原題：

• Problem Description

  There are a number of spherical balloons spread in two-dimensional space. For each balloon, provided input is the start and end coordinates of the horizontal diameter. Since it’s horizontal, y-coordinates don’t matter and hence the x-coordinates of start and end of the diameter suffice. Start is always smaller than end. There will be at most 104 balloons.
  An arrow can be shot up exactly vertically from different points along the x-axis. A balloon with xstart and xend bursts by an arrow shot at x if xstart ≤ x ≤ xend. There is no limit to the number of arrows that can be shot. An arrow once shot keeps travelling up infinitely.

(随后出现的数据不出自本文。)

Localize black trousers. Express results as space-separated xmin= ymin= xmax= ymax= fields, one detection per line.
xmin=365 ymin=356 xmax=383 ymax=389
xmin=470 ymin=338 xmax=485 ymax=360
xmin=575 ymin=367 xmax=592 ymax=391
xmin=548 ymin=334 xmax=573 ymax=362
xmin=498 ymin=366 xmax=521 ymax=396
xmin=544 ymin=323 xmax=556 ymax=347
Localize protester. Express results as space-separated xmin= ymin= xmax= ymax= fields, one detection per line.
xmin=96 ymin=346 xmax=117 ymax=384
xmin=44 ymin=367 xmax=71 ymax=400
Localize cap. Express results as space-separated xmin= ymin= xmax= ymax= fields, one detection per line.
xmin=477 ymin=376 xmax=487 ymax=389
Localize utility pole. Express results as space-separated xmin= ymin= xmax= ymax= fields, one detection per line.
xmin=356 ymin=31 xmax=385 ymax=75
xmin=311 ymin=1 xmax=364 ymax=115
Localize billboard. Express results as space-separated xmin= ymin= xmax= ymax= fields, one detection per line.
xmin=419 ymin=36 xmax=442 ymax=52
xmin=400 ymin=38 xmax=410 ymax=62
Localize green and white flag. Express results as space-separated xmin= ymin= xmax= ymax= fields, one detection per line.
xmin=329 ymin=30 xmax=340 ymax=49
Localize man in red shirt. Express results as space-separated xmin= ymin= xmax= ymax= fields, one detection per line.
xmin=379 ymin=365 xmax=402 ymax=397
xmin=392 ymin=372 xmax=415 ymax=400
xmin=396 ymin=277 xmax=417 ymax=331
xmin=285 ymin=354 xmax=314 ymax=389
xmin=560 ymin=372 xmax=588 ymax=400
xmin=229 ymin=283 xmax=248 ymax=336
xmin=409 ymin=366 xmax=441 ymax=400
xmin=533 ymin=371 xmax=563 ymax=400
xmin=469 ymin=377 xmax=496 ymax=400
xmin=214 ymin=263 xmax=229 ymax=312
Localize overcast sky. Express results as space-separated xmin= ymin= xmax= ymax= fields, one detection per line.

The problem is to find the minimum number of arrows that must be shot to burst all balloons.

• Sample Input

  [[10,16], [2,8], [1,6], [7,12]]

• Sample Output

  2

解題思路：

題目大概意思就是：
給定了每一個氣球的區間（起始點和終止點），判斷需要多少弓箭手才能射爆所有的氣球（一支箭可以射穿多個氣球）

貪心：

此題貪心在於->>對所有的氣球的區間進行排序，然後每發射一個弓箭，便搜尋所有能夠被射中的氣球，一個不落。

程式碼思路：

1、對所有氣球的區間通過上界進行排序。
2、以第一個氣球的區間為第一把弓箭的射擊範圍區間，之後逐個判斷後面的氣球的區間

是否和弓箭的射擊區間有交集，若有交集則弓箭也可射中此氣球並更新弓箭的射擊區間，直至有氣球無法被此弓箭射中。
3、再一次增加一個弓箭，以上一個無法被射中的氣球的區間為此弓箭的射擊範圍區間。

程式碼：

#include <vector>
#include <algorithm>
using namespace std;
class Solution {
public:
    int findMinArrowShots(vector<pair<int, int>>& points) {
        if (points.size() == 0
 
)
            return 0;
        sort(points.begin(), points.end(), cmp);//begin()和end()返回的是迭代器
        int shootNum = 1;//初始化弓箭手的數量為1
        int shootBegin = points[0].first;//初始化弓箭手的射擊區域
        int shootEnd = points[0].second;
        for (int i = 1; i < points.size(); i++)
        {
            if (points[i].first <= shootEnd)//此氣球在弓箭射擊範圍內
            {
                shootBegin = points[i].first;
                if (points[i].second <= shootEnd)
                {
                    shootEnd = points[i].second;
                }
            }else//無法射中此氣球->增加一個弓箭，更新弓箭區間
            {
                shootNum++;
                shootBegin = points[i].first;
                shootEnd = points[i].second;
            }
        }
        return shootNum;
    }
    static bool  cmp(const pair<int,int>&a,const pair<int,int>&b)
    {
        return a.first < b.first;
    }
};